I think this is temporary and will not sustain long - Hope so.


----------



## din (Feb 19, 2010)

Yes, according to PP, they are trying to solve it soon, but takes more time than they expected.

Really hope they resolve it.


----------



## ravi_9793 (Feb 19, 2010)

my withdrawal is also stuck in between.
Hope it get solved soon. Haven't try xoom as withdrawal fee is very high.

Friends, you can get update from paypal official blog:
*www.thepaypalblog.com/


----------



## din (Feb 19, 2010)

@ravi_9793 

Use coupons to get your money from xoom - for free (no fee at all)  And it is all valid/legal. I tried and received money in bank account without paying any fee to xoom.

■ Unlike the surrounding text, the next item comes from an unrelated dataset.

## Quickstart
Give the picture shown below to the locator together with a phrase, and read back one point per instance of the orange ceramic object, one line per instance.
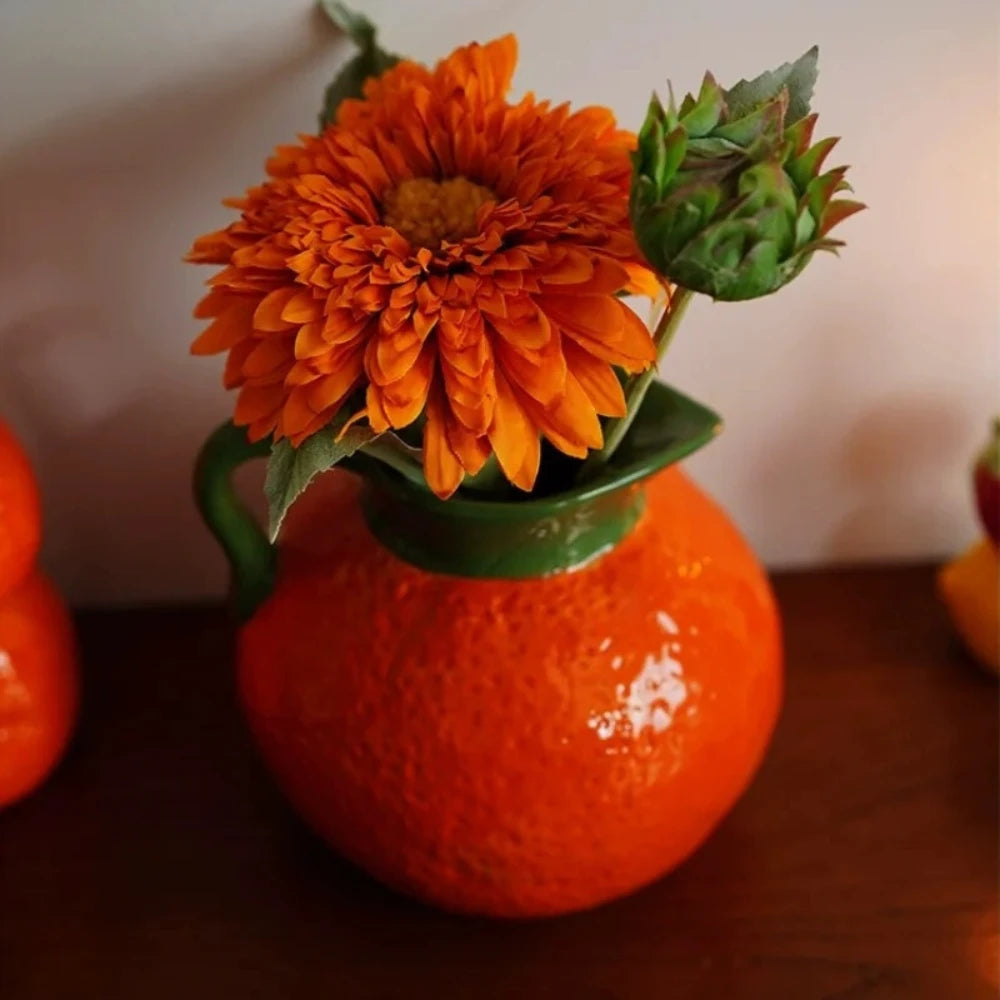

You can also try withdrawing to credit/debit cards or erquest a cheque (may take more time I guess).

Check DP forums for coupons, or if you want, I can post here.


----------



## ravi_9793 (Feb 19, 2010)

din said:


> @ravi_9793
> 
> Use coupons to get your money from xoom - for free (no fee at all)  And it is all valid/legal. I tried and received money in bank account without paying any fee to xoom.
> 
> ...




thanks a lot din.
Actually I had already started withdrawal process, and paypal shows it as completed. 

Now I have only 200$ left in my paypal account, which I plan to purchase some service at DP or will use for my servers rent.

Thank you again, I may send you PM for Xoom coupon in couple of days because I may get 550$ payment next week.


----------



## din (Mar 1, 2010)

Latest update.

Paypal will resume bank withdrawals from Monday. They will contact the users before Wednesday with more details.

Source - Email from Paypal and also the Paypal blog.


----------



## TheHumanBot (Mar 2, 2010)

i think now xoom has some problems.
*blog.xoom.com/2010/02/paypal-funded-transactions-to-india.html

sorry if i misunderstood it.


----------



## din (Mar 2, 2010)

Yes, xoom closed the doors ! It no longer accept Paypal as source for sending money to India.

But PP opened the doors again  So do not worry.

More at - *www.thepaypalblog.com (Official Paypal Blog)


----------